Virtual preservation techniques are essential for archaeology since they safeguard sites by visualizing changes phase by phase, such as the Itakhola Mound Temple. This reconstruction of previous phases assists scholars in understanding obscured architectural features when analyzing historical development, religious shifting, or other viewpoints, hence ensuring vital data documentation. It enables the effective and sustainable comprehension of cultural heritage by providing researchers and learners remote access to archaeological sites both now and in the future, notwithstanding the deterioration of original structures.

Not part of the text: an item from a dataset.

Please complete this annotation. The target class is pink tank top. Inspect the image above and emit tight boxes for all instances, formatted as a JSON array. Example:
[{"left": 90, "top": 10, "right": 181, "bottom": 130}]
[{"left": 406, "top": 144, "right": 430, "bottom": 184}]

This work underscores the growing importance of digital technologies in archaeological research, referred to as Digital Archaeology. The application of 3D modelling, which includes data acquisition through fieldwork and literature analysis, together with visualization using Autodesk AutoCAD and 3D Studio Max, has demonstrated the potential of virtual reconstructions in comprehending cultural heritage. The progression of technology guarantees that these strategies will enhance the documentation and interpretation of historical sites efficiently.

Lastly, this study primarily demonstrates the modifications of the archaeological site Itakhola Mound temple by constructing solid 3D models, depicting the virtual representation of the temple’s five phases, and explaining the probable causes along with additional perspectives such as religious shifts and socio-economic conditions; the expectation is that this will assist in subsequent research.